Nach Angaben Stolpes soll die genaue Begrenzung des «Flugbeschränkungsgebietes für Sichtflüge» in der kommenden Woche in Gesprächen mit dem Senat sowie dem Bundesinnen- und dem Verteidigungsministerium erfolgen. Überwacht werden soll das Sperrgebiet nach ersten Überlegungen Körtings von am Stadtrand Berlins stationierten unbewaffneten Polizeihubschraubern.

Als weitere Massnahmen nannte Stolpe unter anderem einen besseren Schutz von Kleinflughäfen und Landeplätzen gegen unberechtigten Zugang sowie eine bessere Sicherung von Flugzeugen gegen unberechtigte Nutzung. Körting wandte sich allerdings gegen seiner Ansicht nach überzogene Forderungen wie den Einsatz von Kampfhubschraubern und Luftabwehrraketen der Bundeswehr. Er wolle keinen «Luftkrieg über Berlin».
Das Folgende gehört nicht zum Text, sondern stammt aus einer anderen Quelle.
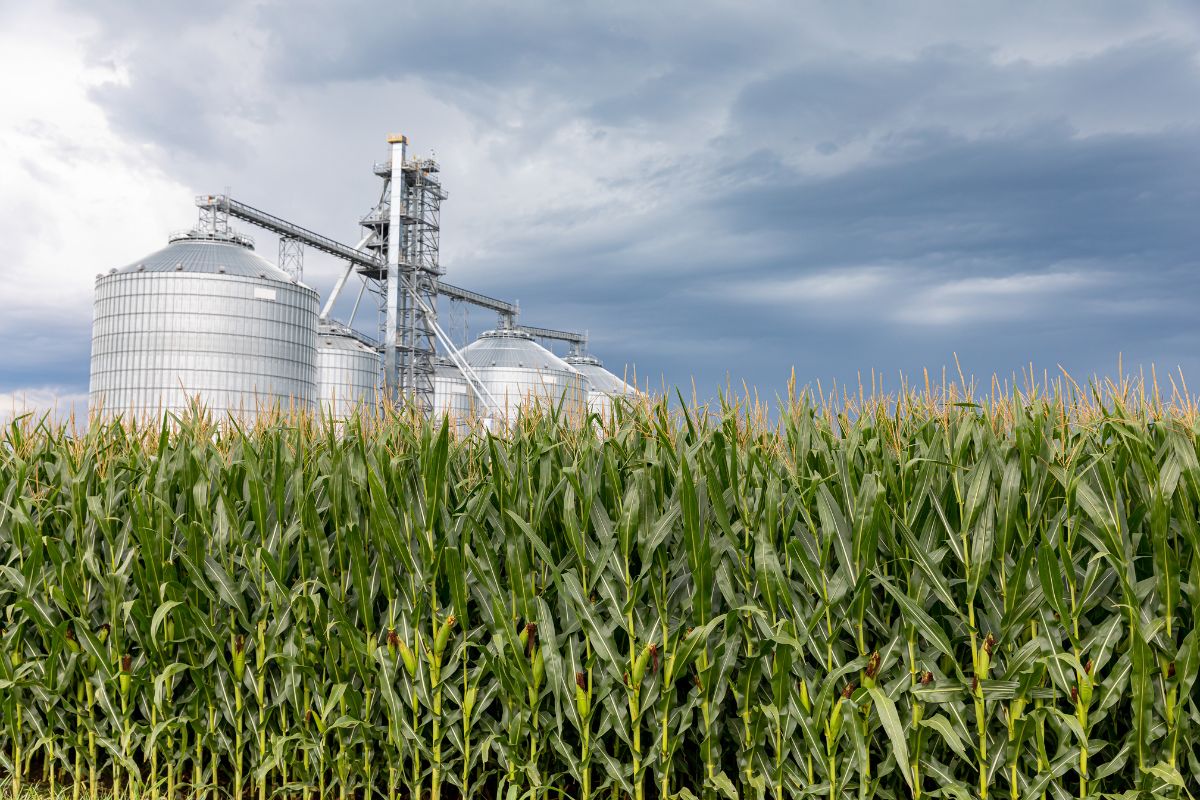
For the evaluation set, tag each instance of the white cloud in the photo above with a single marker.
(77, 198)
(57, 402)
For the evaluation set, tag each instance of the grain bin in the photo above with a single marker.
(603, 385)
(347, 371)
(516, 370)
(205, 318)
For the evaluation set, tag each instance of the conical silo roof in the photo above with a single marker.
(209, 254)
(600, 379)
(508, 348)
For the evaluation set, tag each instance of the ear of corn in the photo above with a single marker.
(925, 595)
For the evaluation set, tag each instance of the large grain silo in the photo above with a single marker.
(347, 371)
(515, 370)
(603, 385)
(202, 318)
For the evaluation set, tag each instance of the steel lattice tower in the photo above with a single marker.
(403, 232)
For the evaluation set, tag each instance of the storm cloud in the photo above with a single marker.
(713, 191)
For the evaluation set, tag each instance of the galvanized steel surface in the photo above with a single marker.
(451, 392)
(516, 370)
(204, 319)
(347, 371)
(603, 384)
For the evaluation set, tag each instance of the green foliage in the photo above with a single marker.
(905, 599)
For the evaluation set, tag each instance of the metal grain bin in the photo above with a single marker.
(603, 385)
(516, 370)
(347, 371)
(451, 392)
(202, 318)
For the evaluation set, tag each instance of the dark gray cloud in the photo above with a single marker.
(727, 190)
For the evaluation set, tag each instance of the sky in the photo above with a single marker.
(717, 192)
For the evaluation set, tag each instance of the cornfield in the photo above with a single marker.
(919, 595)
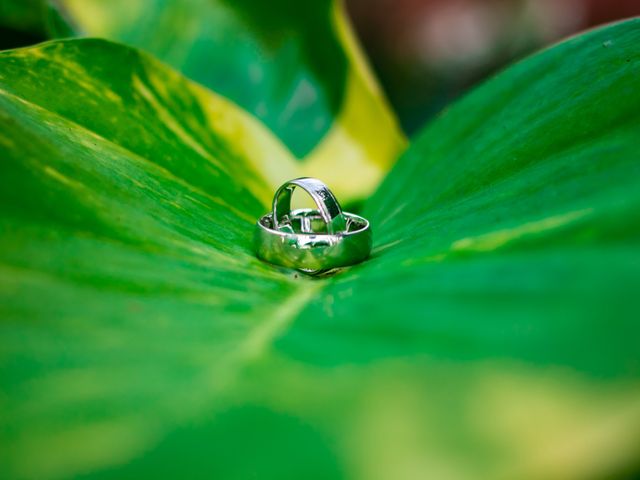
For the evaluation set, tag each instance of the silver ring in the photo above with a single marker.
(311, 240)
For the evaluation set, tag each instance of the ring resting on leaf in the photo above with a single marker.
(311, 240)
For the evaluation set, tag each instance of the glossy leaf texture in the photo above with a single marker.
(295, 66)
(491, 335)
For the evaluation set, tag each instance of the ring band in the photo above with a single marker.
(311, 240)
(326, 202)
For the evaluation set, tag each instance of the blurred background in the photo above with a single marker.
(428, 52)
(425, 52)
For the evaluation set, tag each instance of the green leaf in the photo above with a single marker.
(296, 67)
(491, 335)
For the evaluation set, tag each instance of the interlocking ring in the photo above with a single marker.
(311, 240)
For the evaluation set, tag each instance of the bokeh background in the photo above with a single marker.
(426, 53)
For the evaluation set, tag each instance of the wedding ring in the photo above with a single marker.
(311, 240)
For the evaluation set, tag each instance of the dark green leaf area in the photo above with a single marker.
(511, 227)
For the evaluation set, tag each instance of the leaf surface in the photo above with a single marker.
(491, 335)
(296, 67)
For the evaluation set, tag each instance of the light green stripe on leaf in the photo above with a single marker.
(295, 66)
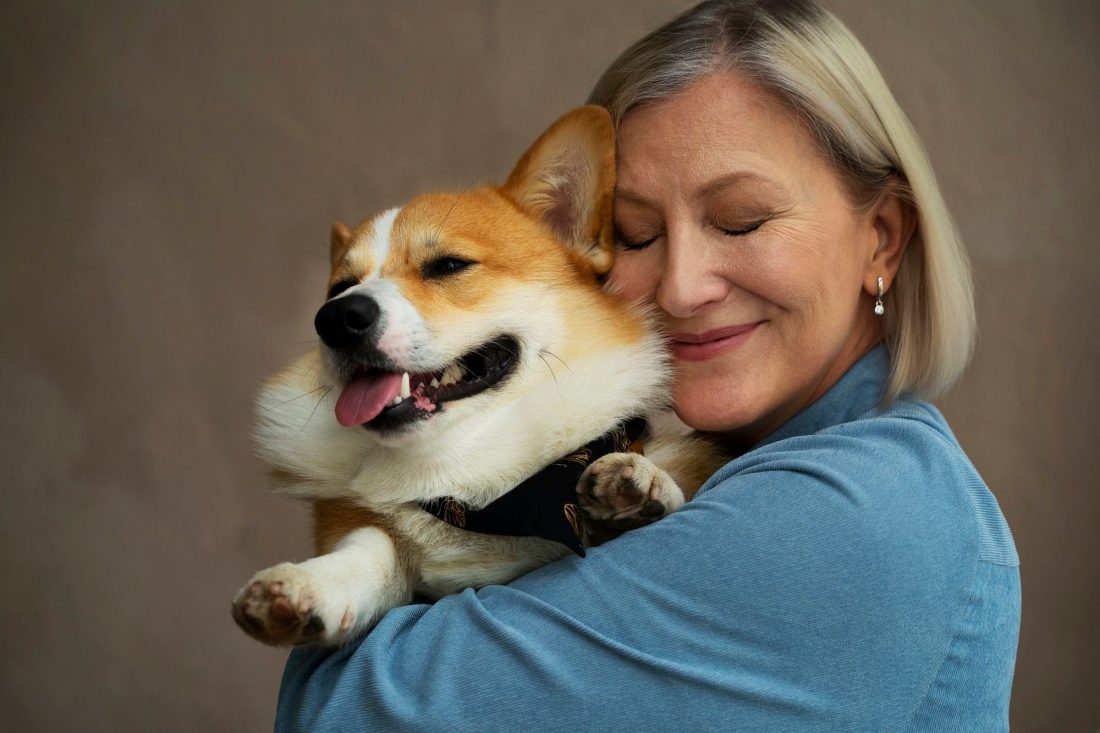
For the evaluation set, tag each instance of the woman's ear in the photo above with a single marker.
(893, 221)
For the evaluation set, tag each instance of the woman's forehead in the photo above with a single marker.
(723, 131)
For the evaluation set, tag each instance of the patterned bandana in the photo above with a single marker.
(543, 505)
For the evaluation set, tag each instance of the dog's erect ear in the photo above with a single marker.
(338, 242)
(568, 181)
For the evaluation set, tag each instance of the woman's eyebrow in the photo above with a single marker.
(710, 188)
(737, 178)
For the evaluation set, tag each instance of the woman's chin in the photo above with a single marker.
(715, 408)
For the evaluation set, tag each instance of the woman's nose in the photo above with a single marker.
(690, 276)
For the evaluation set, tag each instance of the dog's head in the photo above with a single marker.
(455, 303)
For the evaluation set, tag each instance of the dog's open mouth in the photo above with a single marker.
(384, 400)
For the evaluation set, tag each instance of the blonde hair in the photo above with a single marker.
(805, 56)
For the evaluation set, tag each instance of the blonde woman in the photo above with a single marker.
(848, 569)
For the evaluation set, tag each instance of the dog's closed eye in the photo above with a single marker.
(444, 266)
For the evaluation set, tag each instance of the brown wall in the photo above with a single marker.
(168, 175)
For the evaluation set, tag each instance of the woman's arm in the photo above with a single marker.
(789, 597)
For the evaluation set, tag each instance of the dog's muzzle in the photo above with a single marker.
(348, 324)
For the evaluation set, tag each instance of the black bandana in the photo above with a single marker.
(543, 505)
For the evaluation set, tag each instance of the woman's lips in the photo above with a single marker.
(700, 347)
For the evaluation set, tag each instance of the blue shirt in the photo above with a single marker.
(850, 572)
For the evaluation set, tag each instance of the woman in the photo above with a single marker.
(848, 570)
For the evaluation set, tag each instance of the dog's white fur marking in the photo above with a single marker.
(374, 244)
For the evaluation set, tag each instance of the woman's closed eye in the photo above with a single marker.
(636, 241)
(738, 229)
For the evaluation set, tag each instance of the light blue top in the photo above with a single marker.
(851, 572)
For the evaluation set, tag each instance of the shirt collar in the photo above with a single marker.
(859, 391)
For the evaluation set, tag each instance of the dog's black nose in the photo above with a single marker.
(345, 323)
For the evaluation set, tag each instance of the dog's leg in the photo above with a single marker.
(327, 599)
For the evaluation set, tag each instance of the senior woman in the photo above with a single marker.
(848, 569)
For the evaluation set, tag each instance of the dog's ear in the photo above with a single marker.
(338, 242)
(567, 179)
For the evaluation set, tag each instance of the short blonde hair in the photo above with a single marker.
(809, 58)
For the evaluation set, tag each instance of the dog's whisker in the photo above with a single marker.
(314, 412)
(558, 358)
(304, 394)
Derartige Forderungen waren zuvor in der von dem Absturz ausgelösten Debatte über die Sicherheit im Luftraum über Berlin unter anderem vom bayerischen Innenminister Günther Beckstein (CSU) in der «Berliner Morgenpost» erhoben worden. Der CDU/CSU-Innenexperte Wolfgang Bosbach nannte es in der Berliner «BZ am Sonntag» Besorgnis erregend, «dass ein Flugzeug offensichtlich so nah ans Zentrum der Macht kommen kann». Sein SPD-Kollege Dieter Wiefelspütz forderte im selben Blatt eine neue Sicherheitsanalyse für den Regierungssitz Berlin. In der «Berliner Morgenpost» verlangte der SPD-Politiker zudem «eine Flugbereitschaft der Bundeswehr mit Kampfhubschraubern in Berlin.»

Brandenburgs Innenminister Jörg Schönbohm (CDU) forderte eine Sperrung des Luftraums über dem Regierungsviertel für den allgemeinen Luftverkehr. Der Absturz des Leichtflugzeuges offenbare eine unglaubliche Sicherheitslücke, erklärte er in Potsdam.